OK how about this version? It's somewhat ugly, but important is that the fast
path case (c->page exists) is unaffected and another common case (c->page is
NULL, but node is NUMA_NO_NODE) is just one extra check - impossible to avoid at
some point anyway.
----8<----
From d1675363c2ddc3758e5c0d0f435ca46818219194 Mon Sep 17 00:00:00 2001
From: Vlastimil Babka <redacted>
Date: Wed, 18 Mar 2020 14:47:33 +0100
Subject: [RFC 1/2] mm, slub: prevent kmalloc_node crashes and memory leaks
Sachin reports [1] a crash in SLUB __slab_alloc():
BUG: Kernel NULL pointer dereference on read at 0x000073b0
Faulting instruction address: 0xc0000000003d55f4
Oops: Kernel access of bad area, sig: 11 [#1]

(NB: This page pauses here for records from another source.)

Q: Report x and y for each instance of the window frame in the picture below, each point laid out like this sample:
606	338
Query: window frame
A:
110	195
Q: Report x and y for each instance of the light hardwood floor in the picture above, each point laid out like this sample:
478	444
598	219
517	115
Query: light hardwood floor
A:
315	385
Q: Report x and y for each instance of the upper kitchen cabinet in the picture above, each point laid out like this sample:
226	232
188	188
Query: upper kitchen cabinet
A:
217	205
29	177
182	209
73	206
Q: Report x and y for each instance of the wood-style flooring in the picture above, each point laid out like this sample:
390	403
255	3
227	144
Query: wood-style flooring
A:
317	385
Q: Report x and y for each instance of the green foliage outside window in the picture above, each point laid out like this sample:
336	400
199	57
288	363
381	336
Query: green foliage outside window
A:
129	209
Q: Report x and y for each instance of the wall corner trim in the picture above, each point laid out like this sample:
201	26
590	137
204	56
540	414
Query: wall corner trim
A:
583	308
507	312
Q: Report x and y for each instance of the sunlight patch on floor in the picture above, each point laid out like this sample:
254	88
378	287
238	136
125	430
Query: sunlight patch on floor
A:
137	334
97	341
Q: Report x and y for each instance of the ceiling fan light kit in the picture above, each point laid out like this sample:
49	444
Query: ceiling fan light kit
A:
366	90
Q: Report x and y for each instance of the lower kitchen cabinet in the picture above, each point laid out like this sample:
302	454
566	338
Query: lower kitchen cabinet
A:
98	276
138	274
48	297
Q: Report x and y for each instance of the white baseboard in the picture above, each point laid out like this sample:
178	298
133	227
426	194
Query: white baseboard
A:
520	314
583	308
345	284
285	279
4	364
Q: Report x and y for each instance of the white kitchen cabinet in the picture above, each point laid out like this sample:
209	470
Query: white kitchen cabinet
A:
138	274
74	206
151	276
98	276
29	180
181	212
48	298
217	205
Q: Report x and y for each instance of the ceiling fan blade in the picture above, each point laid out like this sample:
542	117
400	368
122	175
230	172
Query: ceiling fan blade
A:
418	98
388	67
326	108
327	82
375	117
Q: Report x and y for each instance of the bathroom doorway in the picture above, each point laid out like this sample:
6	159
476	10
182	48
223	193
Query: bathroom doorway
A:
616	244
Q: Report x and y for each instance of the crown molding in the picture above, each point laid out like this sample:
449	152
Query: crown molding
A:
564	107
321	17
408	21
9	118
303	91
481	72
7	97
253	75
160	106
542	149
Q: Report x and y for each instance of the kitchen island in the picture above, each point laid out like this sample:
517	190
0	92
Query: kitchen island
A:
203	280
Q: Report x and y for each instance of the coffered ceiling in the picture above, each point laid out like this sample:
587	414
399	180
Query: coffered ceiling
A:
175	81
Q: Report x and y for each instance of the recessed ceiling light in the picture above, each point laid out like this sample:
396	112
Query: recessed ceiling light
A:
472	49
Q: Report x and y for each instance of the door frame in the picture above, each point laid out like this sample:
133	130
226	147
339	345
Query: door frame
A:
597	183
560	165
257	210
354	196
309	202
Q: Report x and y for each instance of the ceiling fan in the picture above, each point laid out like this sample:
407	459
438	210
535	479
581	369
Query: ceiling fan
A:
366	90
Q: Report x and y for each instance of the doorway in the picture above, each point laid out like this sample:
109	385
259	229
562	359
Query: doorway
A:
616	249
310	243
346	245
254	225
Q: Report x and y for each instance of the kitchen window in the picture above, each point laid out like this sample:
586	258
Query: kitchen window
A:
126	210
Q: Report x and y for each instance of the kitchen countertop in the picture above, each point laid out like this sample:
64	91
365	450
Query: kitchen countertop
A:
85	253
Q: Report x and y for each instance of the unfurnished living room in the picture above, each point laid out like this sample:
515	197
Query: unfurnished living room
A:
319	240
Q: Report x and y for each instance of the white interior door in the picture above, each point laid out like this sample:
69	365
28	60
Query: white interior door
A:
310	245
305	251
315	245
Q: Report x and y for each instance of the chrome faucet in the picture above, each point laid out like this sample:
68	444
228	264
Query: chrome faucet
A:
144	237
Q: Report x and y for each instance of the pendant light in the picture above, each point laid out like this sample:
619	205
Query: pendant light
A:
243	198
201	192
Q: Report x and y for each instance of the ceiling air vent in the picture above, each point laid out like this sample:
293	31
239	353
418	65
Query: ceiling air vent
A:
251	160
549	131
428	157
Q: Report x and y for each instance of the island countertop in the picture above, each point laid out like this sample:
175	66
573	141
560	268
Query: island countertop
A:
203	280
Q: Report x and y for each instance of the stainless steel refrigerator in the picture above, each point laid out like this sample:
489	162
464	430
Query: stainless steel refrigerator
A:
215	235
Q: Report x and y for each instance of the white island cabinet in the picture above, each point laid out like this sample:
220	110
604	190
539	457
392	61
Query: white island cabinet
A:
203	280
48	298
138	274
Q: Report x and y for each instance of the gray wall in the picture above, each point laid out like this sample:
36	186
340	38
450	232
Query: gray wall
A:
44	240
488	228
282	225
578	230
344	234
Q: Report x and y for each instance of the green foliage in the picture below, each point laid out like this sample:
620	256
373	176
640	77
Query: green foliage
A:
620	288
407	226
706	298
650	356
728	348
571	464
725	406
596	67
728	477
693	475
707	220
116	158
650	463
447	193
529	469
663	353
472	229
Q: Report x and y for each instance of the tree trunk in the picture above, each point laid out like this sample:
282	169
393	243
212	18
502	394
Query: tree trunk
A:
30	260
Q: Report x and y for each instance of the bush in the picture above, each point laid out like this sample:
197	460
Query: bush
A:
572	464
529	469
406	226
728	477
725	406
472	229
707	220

LE PAGE_SIZE=64K MMU=Hash SMP NR_CPUS=2048 NUMA pSeries
Modules linked in:
CPU: 19 PID: 1 Comm: systemd Not tainted 5.6.0-rc2-next-20200218-autotest #1
NIP: c0000000003d55f4 LR: c0000000003d5b94 CTR: 0000000000000000
REGS: c0000008b37836d0 TRAP: 0300 Not tainted (5.6.0-rc2-next-20200218-autotest)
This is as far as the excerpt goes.